Ausgangsbeschränkungen einhalten : Hans kündigt hartes Durchgreifen gegen Corona-Partys an

Der saarländische Ministerpräsident Tobias Hans hat scharfe Polizeikontrollen zur Einhaltung der wegen der Coronavirus-Pandemie verfügten Ausgangsbeschränkung angekündigt.

In der Nacht von Samstag auf Sonntag musste die saarländische Polizei 22 Mal ausrücken, um Verstößen gegen die Allgemeinverfügung nachzugehen. „Einmal hatte eine Gaststätte offen“, teilte Stephan Laßotta, Sprecher der Landespolizei, am Sonntagmorgen mit. Alles andere seien „private Feiern gewesen.“ Auf denen denn mehr als fünf Personen zusammenkamen. Das ist laut Verfügung verboten. Insgesamt habe die Polizei „elf Strafanzeigen“ wegen Verstößen gegen die Verfügung geschrieben. Daher hat sich Saarlands Ministerpräsident Tobias Hans (CDU) am Sonntagmorgen mit einer weiteren Videobotschaft an die Saarländer gewandt. Darin mahnte zu Disziplin an. Denn: „Die Zahlen der Corona-infizierten steigen unaufhörlich. Auch im Saarland. Die Lage ist ernst. Deshalb gelten die Ausgangsbeschränkungen, die wir im Saarland auch hart durchsetzen werden.“, sagte er. Und: „Die meisten Saarländer und Saarländerinnen halten sich daran, das bestätigt mir die Polizei. Aber noch immer, so auch in dieser Nacht, gab es vor allem junge Menschen, die gemeint haben, sie müssen sich treffen und Party machen. Das geht nicht. Deshalb wird die saarländische Polizei hart durchgreifen. Wir werden Versammlungen auseinanderbringen und wir werden Verstöße gegen unsere Regeln zur Anzeige bringen.“ Das einminütige Video schloss der 42-Jährige mit folgender Botschaft: „Ich weiß, diese Maßnahmen sind hart, aber wenn wir jetzt zusammenstehen, können wir das Schlimmste noch verhindern Ich zähle auf Sie, ich bitte Sie, bleiben Sie zu Hause.“

Bis Sonntagnachmittag musste die Polizei im Saarland noch weitere 16 Mal ausrücken. „Jedoch zu keinen besonderen Vorfällen“, teilte ein Sprecher am Nachmittag mit. Derzeit seien die Menschen sehr sensibilisiert für die Ausgangs-Beschränkungen, die die Verfügung vorschreibe, meinte er. Meist ginge es bei den Anzeigen um Gruppen von Spaziergängern, die mit mehr als fünf Leute unterwegs waren. Auch ein nicht erlaubter Besuch eines Spielplatzes war dabei, einer ging offenbar gar durch den Saarbrücker Wildpark spazieren, obwohl dieser geschlossen hatte. „Die Fälle waren alle unproblematisch zu behandeln“, erklärt der Sprecher.

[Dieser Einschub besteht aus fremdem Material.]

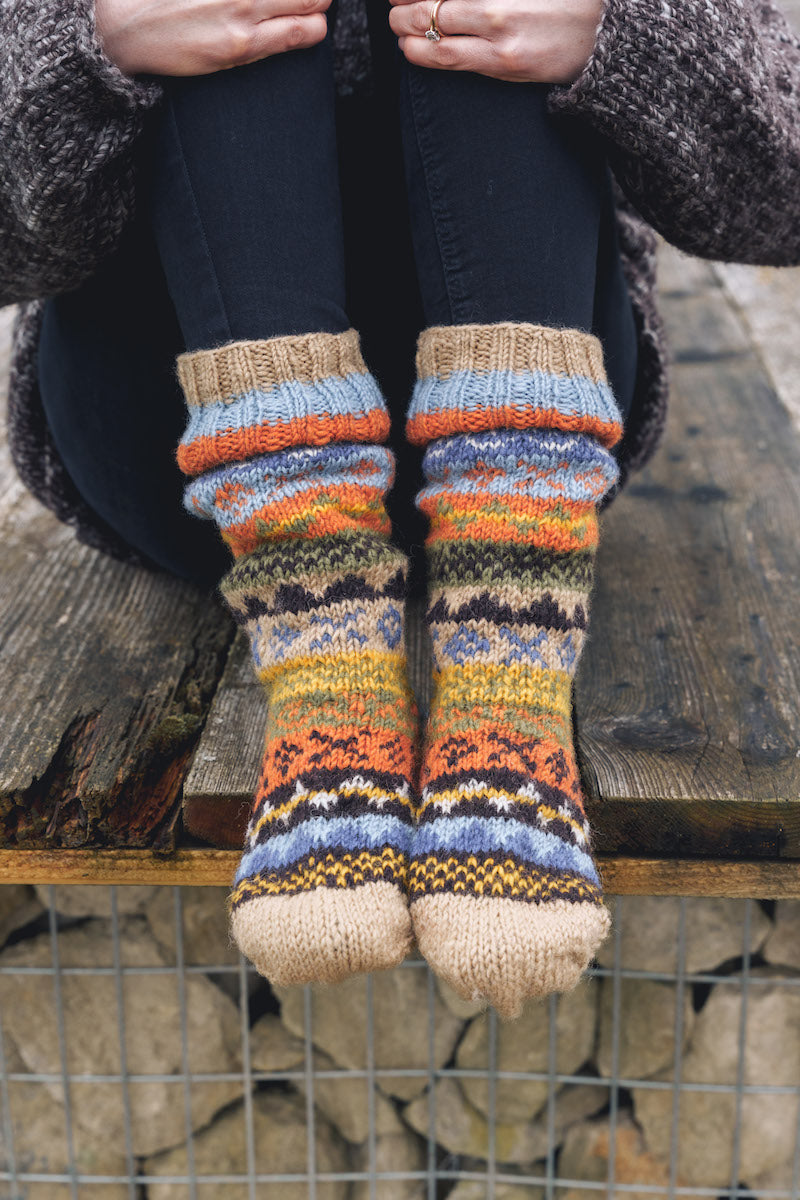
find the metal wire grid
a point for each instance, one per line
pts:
(443, 1171)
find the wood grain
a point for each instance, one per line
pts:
(689, 695)
(216, 868)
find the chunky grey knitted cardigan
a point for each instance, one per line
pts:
(698, 100)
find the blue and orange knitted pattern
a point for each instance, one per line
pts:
(519, 423)
(282, 443)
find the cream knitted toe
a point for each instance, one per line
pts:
(325, 935)
(506, 952)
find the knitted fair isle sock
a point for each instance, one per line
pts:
(281, 442)
(505, 897)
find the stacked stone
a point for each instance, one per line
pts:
(593, 1043)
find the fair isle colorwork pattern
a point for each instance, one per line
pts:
(325, 624)
(305, 492)
(513, 529)
(281, 442)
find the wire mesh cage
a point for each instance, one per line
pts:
(142, 1057)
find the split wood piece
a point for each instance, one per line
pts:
(106, 677)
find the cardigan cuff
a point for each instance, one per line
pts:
(131, 91)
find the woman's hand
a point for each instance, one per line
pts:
(521, 41)
(190, 37)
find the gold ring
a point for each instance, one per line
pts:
(433, 33)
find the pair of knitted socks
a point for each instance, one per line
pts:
(488, 864)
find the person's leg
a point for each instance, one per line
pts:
(283, 453)
(511, 226)
(107, 379)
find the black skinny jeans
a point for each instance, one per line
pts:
(276, 213)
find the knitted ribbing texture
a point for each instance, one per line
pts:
(505, 895)
(282, 447)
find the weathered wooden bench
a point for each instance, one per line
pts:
(131, 725)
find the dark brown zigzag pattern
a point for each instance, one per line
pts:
(295, 598)
(343, 552)
(545, 611)
(453, 563)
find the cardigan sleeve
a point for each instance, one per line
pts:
(68, 121)
(699, 102)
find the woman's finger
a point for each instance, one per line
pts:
(455, 54)
(277, 35)
(455, 17)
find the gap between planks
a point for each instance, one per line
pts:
(215, 868)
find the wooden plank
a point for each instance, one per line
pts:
(216, 868)
(106, 676)
(689, 695)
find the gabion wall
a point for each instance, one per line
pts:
(140, 1059)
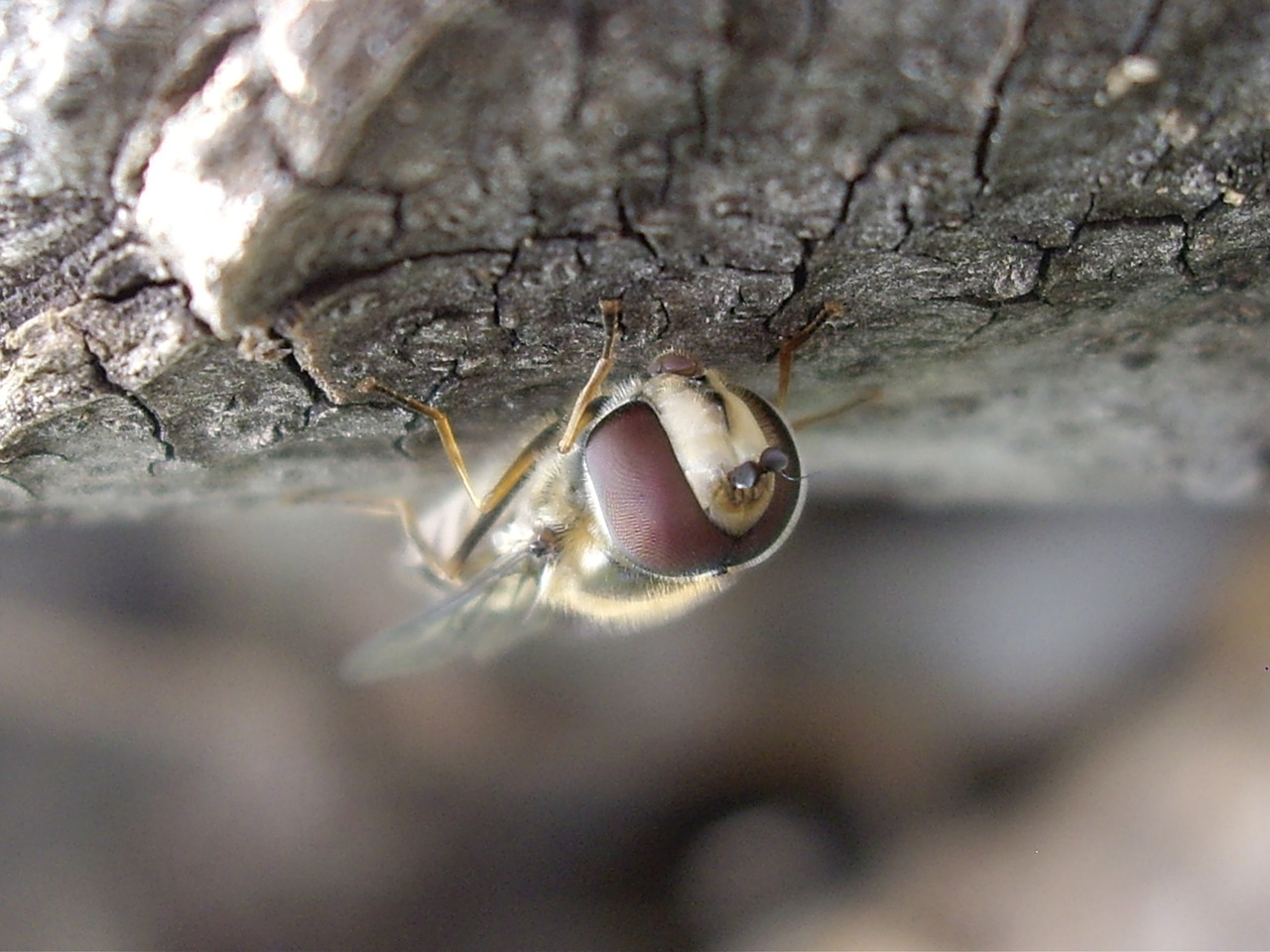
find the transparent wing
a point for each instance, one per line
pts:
(489, 615)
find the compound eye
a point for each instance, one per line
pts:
(644, 498)
(679, 363)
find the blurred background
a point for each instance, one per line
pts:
(956, 729)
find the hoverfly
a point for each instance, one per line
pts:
(647, 499)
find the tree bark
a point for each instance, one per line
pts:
(1046, 220)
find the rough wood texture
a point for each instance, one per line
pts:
(1047, 221)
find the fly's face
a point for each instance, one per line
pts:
(647, 499)
(689, 476)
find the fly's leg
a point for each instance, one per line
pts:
(444, 429)
(436, 569)
(611, 311)
(785, 366)
(449, 570)
(785, 356)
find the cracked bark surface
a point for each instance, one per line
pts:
(1047, 222)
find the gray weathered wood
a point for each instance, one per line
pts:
(1047, 221)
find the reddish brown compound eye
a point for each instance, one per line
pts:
(679, 363)
(651, 512)
(645, 500)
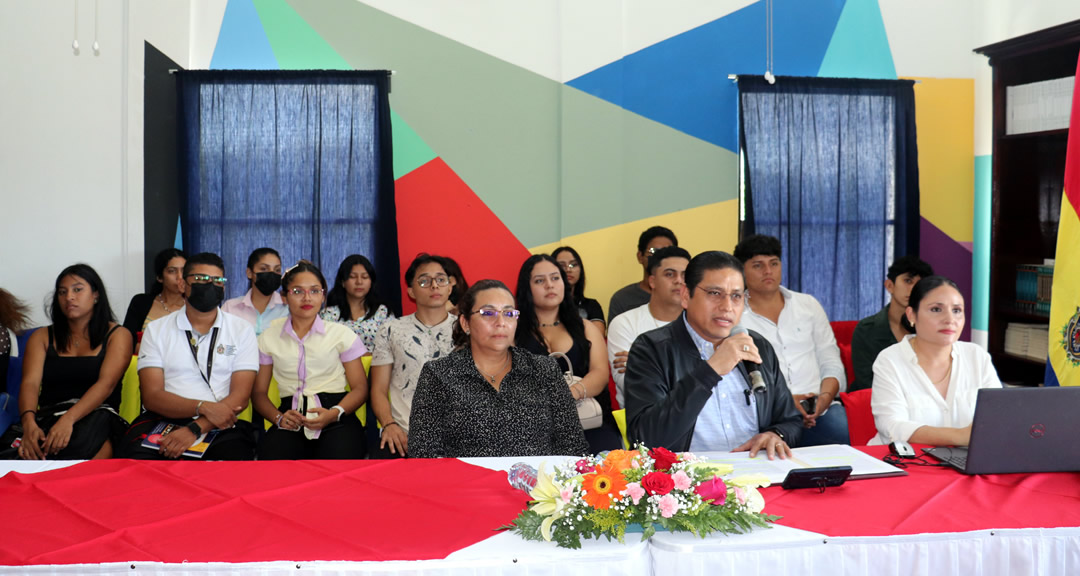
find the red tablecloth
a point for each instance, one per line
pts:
(930, 499)
(124, 510)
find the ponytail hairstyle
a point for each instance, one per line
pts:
(923, 286)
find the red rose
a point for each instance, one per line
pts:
(658, 483)
(713, 490)
(663, 457)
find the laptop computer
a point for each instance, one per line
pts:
(1020, 430)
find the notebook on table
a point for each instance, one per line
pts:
(1020, 430)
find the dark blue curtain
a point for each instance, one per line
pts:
(299, 161)
(831, 169)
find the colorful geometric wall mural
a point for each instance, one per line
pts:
(494, 159)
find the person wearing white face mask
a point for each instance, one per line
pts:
(196, 369)
(261, 304)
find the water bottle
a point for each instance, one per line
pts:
(522, 477)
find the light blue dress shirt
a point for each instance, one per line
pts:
(726, 420)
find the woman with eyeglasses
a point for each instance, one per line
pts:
(261, 304)
(354, 300)
(550, 323)
(165, 296)
(488, 398)
(313, 362)
(575, 269)
(71, 373)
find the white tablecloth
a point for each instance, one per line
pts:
(775, 551)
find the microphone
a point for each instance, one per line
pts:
(756, 382)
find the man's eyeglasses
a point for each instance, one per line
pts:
(717, 296)
(488, 313)
(440, 281)
(300, 292)
(202, 279)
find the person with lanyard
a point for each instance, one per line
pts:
(196, 369)
(404, 345)
(488, 398)
(261, 304)
(313, 362)
(165, 296)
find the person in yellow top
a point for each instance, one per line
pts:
(312, 361)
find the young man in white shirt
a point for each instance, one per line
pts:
(403, 346)
(633, 295)
(797, 327)
(666, 277)
(197, 367)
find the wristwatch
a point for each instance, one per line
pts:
(193, 426)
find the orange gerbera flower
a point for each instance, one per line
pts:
(620, 459)
(598, 485)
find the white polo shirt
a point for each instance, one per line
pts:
(165, 346)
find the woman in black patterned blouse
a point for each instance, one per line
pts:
(489, 398)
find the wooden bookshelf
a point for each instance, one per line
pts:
(1028, 177)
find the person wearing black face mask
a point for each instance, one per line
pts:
(197, 369)
(262, 303)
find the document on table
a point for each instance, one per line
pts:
(862, 465)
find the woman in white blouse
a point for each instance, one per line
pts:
(925, 386)
(313, 362)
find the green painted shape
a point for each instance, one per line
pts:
(981, 249)
(295, 44)
(860, 45)
(410, 151)
(548, 159)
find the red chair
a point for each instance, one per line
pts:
(842, 332)
(861, 427)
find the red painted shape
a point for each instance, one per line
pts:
(437, 213)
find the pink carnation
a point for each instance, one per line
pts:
(667, 506)
(634, 491)
(713, 490)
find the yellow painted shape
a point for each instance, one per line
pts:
(610, 254)
(945, 121)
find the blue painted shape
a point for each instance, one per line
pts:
(860, 47)
(683, 81)
(242, 44)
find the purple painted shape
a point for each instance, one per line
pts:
(953, 260)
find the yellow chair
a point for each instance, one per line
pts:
(620, 419)
(131, 400)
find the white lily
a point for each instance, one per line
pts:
(548, 498)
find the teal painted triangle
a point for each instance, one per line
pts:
(295, 43)
(241, 42)
(410, 151)
(860, 47)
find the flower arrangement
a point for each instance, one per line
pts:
(606, 494)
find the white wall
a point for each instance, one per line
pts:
(70, 160)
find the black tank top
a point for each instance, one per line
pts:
(66, 377)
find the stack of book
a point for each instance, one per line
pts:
(1027, 340)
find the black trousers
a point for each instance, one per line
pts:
(237, 443)
(342, 440)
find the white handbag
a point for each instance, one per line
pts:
(589, 409)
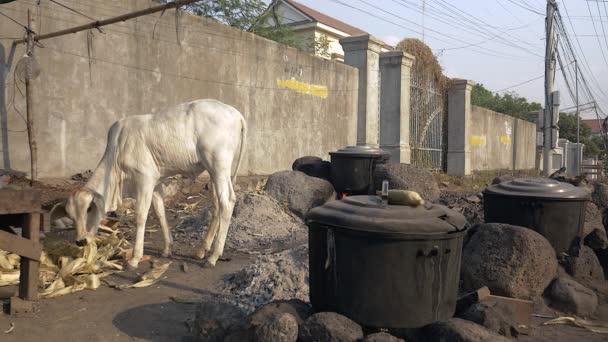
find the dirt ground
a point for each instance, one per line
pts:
(150, 313)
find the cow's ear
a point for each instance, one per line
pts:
(58, 211)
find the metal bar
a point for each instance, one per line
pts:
(31, 133)
(100, 23)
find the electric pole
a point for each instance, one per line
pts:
(31, 132)
(549, 121)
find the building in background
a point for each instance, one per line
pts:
(321, 32)
(595, 124)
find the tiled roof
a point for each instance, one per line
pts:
(595, 124)
(327, 20)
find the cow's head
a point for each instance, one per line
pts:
(86, 209)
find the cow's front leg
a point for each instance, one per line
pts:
(144, 199)
(158, 204)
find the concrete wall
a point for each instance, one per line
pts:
(295, 104)
(498, 141)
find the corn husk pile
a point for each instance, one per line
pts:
(65, 268)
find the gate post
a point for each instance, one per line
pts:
(363, 52)
(395, 74)
(459, 128)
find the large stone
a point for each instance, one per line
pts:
(282, 328)
(313, 167)
(460, 330)
(502, 178)
(602, 256)
(511, 261)
(497, 317)
(599, 196)
(593, 218)
(566, 295)
(297, 308)
(407, 177)
(382, 337)
(215, 320)
(330, 327)
(586, 267)
(597, 239)
(299, 192)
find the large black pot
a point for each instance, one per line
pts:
(352, 169)
(555, 210)
(385, 266)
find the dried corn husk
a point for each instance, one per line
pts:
(91, 280)
(66, 290)
(9, 277)
(73, 267)
(57, 285)
(593, 326)
(152, 276)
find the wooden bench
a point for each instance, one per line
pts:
(23, 206)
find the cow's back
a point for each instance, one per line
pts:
(176, 139)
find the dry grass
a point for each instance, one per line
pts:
(426, 62)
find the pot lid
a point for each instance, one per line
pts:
(538, 187)
(369, 214)
(362, 151)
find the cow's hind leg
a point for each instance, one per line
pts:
(158, 204)
(226, 199)
(143, 197)
(212, 229)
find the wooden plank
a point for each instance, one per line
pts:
(28, 280)
(521, 308)
(24, 247)
(465, 301)
(45, 221)
(19, 201)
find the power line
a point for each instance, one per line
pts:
(585, 62)
(493, 53)
(71, 9)
(13, 20)
(525, 7)
(595, 29)
(468, 26)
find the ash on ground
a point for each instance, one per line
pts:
(279, 276)
(468, 204)
(259, 223)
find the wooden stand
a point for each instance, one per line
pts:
(23, 205)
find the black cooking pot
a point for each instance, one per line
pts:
(385, 266)
(352, 169)
(554, 209)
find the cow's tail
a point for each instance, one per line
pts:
(241, 149)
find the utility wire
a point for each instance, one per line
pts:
(525, 7)
(584, 60)
(595, 29)
(467, 25)
(493, 53)
(73, 10)
(14, 21)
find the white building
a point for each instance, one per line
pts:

Auch in Neunkirchen schien es ruhig zu sein. So hat zum Beispiel Oberbürgermeister Jörg Aumann (SPD) auf Facebook gepostet, dass auch er keine besondere Vorkommnisse wahrgenommen habe. Zumindest nicht bei seinem Zehnkilometer-Lauf durch den Wald rund um Neunkirchen: „Ich sah viele Menschen in den Wäldern, aber alle waren vernünftig: Klar erkennbare Famillienstrukturen, keine Gruppe größer als vier, alle hielten ordentlich Abstand. Klasse.“ Es werde von Tag zu besser, nur noch Kleinigkeiten seien zu bebachten.